18.4 GOVERNING LAW/ARBITRATION. These Terms and Conditions shall be governed and construed in accordance with the laws of the State of Illinois except for its choice of law provisions. The United Nations Convention of the International Sale of Goods shall not apply. The parties agree to submit all such disputes to binding arbitration which shall be held in Chicago, Illinois, in accordance with the rules of the American Arbitration Association (“AAA”) pertaining to commercial arbitration. Within 30 days after either party has notified the other in writing that it is submitting a dispute to arbitration, three arbitrators shall be appointed in accordance with said rules. Neither party shall be allowed to object to an arbitrator appointed by the other party. The arbitrators shall have no authority to award punitive damages or any other damages excluded herein. The arbitration award shall be by a written decision containing findings of fact and conclusions of law and shall be final and binding. It may be entered in and enforced by any court of competent jurisdiction. The party prevailing in the arbitration or any other legal proceedings shall be entitled to recover its costs including reasonable attorney’s fees incurred due to the arbitration or other legal proceedings.
18.5 MODIFICATION. These Terms and Conditions may not be amended, modified or supplemented at any time except by a written document signed by the parties.
18.6 ENTIRE AGREEMENT. This is the complete and final agreement between the parties related to the subject matter of these Terms and Conditions and supersedes all prior writings, conversations, understandings or agreements.
18.7 CREDIT. BRUS reserves the right to grant, deny or stop advancing credit at any time in its sole discretion. BRUS's credit policies are subject to change at any time without notice.

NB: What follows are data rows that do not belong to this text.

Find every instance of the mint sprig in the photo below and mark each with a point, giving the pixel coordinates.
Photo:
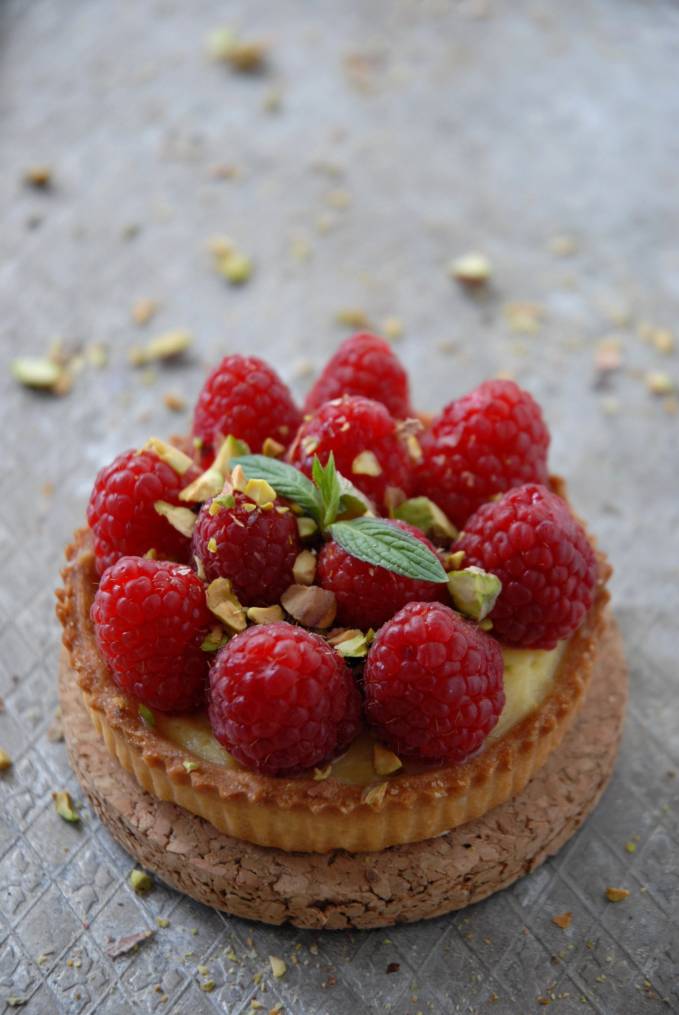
(339, 510)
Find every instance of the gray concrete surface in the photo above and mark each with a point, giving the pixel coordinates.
(444, 127)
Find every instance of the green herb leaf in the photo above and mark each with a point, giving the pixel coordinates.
(327, 482)
(378, 542)
(286, 480)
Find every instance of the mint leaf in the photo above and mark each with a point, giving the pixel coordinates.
(287, 481)
(327, 482)
(378, 542)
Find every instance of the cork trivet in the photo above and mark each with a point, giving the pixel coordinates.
(339, 889)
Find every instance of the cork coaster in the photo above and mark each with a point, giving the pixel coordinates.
(339, 889)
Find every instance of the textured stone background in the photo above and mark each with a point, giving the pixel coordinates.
(408, 132)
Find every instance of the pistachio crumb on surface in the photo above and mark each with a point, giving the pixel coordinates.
(140, 881)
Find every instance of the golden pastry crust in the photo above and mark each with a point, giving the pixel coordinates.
(300, 814)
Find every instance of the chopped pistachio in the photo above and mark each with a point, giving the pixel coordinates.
(265, 614)
(272, 449)
(140, 881)
(65, 807)
(616, 894)
(307, 527)
(474, 592)
(37, 371)
(172, 456)
(366, 464)
(375, 795)
(427, 517)
(260, 491)
(471, 269)
(146, 715)
(311, 605)
(303, 568)
(214, 640)
(143, 311)
(223, 602)
(182, 519)
(278, 967)
(385, 761)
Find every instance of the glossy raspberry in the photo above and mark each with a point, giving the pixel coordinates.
(363, 364)
(280, 697)
(349, 427)
(256, 549)
(121, 512)
(367, 596)
(150, 618)
(245, 397)
(433, 684)
(481, 445)
(542, 556)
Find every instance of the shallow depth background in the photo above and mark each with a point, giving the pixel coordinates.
(407, 133)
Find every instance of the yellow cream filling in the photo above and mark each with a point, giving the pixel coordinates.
(529, 675)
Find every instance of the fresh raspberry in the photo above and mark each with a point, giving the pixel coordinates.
(363, 438)
(481, 445)
(246, 398)
(150, 618)
(255, 548)
(280, 697)
(121, 512)
(363, 364)
(542, 556)
(366, 595)
(433, 684)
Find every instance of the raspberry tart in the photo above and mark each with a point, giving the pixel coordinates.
(357, 634)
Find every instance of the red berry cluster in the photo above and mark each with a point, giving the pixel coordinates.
(280, 697)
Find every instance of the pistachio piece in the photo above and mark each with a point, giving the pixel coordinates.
(182, 519)
(146, 715)
(474, 592)
(172, 456)
(278, 967)
(375, 795)
(427, 517)
(385, 761)
(616, 894)
(140, 881)
(265, 614)
(223, 602)
(37, 371)
(366, 464)
(303, 568)
(261, 492)
(307, 527)
(471, 269)
(64, 806)
(311, 605)
(168, 345)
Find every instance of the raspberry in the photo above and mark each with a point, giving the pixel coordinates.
(150, 618)
(121, 512)
(280, 698)
(363, 364)
(363, 438)
(366, 595)
(542, 556)
(255, 548)
(433, 684)
(481, 445)
(244, 397)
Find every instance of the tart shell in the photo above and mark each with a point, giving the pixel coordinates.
(300, 814)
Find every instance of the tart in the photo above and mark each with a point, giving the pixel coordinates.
(521, 581)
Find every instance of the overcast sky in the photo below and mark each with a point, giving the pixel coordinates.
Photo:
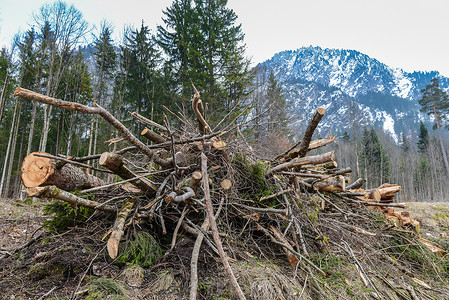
(409, 34)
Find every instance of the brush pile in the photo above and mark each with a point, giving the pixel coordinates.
(192, 180)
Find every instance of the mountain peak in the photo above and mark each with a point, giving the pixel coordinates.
(344, 79)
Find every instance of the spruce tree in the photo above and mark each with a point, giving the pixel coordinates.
(205, 45)
(277, 115)
(435, 101)
(423, 138)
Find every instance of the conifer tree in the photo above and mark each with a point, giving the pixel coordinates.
(277, 115)
(435, 101)
(423, 138)
(205, 45)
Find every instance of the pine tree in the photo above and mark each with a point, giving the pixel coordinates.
(375, 163)
(405, 145)
(143, 75)
(277, 115)
(205, 45)
(435, 101)
(423, 138)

18.8 PARTIES IN INTEREST. These Terms and Conditions shall be binding upon and inure to the benefit of the parties and their respective successors and assigns.
18.9 ASSIGNMENT. Buyer shall not assign Buyer’s order without the prior written consent of BRUS, which consent may be granted or withheld in the sole discretion of BRUS.
18.10 ENFORCEMENT. Buyer shall indemnify BRUS against all costs and expenses (including attorney fees) reasonably incurred in the enforcement of Buyer’s order and these Terms and Conditions.
18.11 SERVICE. All service provided by BRUS is governed by the BRUS’s conditions for dispatching service personnel which are hereby incorporated by reference.
18.12 ENGINEERED SYSTEMS ORDERS. All Engineered Systems orders from BRUS are governed by the BRUS’s conditions as set forth in the Industrial Engineered Systems Sales Agreement, which are hereby incorporated by reference.